Finland has set a very aggressive goal to achieve carbon neutrality already in 2035. As a part of the construction industry, we are ready to carry our responsibility and support this goal.
From a waste producer to an efficient utilizer of waste materials
Building has been identified as a significant waste producer – in Finland, for example, construction and demolition generate approximately 33 percent of the total generated waste. Solutions for the problem have been systematically sought by improving the efficiency of recycling and reuse on both the company and industry level.
A good example of a focus on developing reuse is the Geodesign project implemented by the University of Oulu and the University of Lapland. The project, which ended in May, promoted the reuse of manufacturing waste as a raw material in geopolymer and sought new applications of geopolymer. Geopolymer is similar to concrete, withstands very high temperatures and it can be made out of several industrial by-products. The promising research work is now being continued in the form of the WOOL2LOOP project, which is supported by the EU. The project focuses exclusively on the reuse of mineral wool waste produced by the construction industry.

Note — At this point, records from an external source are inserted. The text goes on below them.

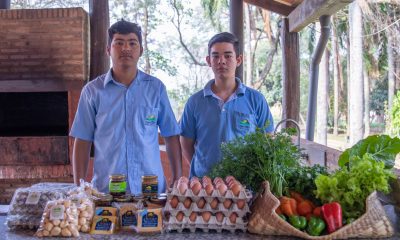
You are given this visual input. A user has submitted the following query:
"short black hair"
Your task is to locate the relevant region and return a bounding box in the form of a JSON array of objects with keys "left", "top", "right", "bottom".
[
  {"left": 108, "top": 19, "right": 142, "bottom": 46},
  {"left": 208, "top": 32, "right": 240, "bottom": 56}
]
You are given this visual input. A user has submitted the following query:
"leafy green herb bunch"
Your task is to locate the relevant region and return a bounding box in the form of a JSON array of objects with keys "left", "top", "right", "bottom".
[{"left": 210, "top": 129, "right": 301, "bottom": 197}]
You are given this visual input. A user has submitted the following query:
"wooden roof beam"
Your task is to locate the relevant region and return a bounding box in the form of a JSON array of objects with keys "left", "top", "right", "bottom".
[
  {"left": 244, "top": 0, "right": 295, "bottom": 16},
  {"left": 289, "top": 0, "right": 353, "bottom": 32}
]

Political will and seamless cooperation in the industry is needed
There is still a way to go to reach ideal conditions in the construction industry. Establishing an efficient recycling system requires both political will and the seamless cooperation in the industry, regulation and solutions for handling harmful materials unsuitable for recycling.
The waste materials from construction have enormous potential and it would be highly desirable for preserving natural resources, controlling climate change and the economy that they could be reused. Instead of waste, the perception should be that we have a valuable raw material for multiple applications and a source of inspiration for innovations.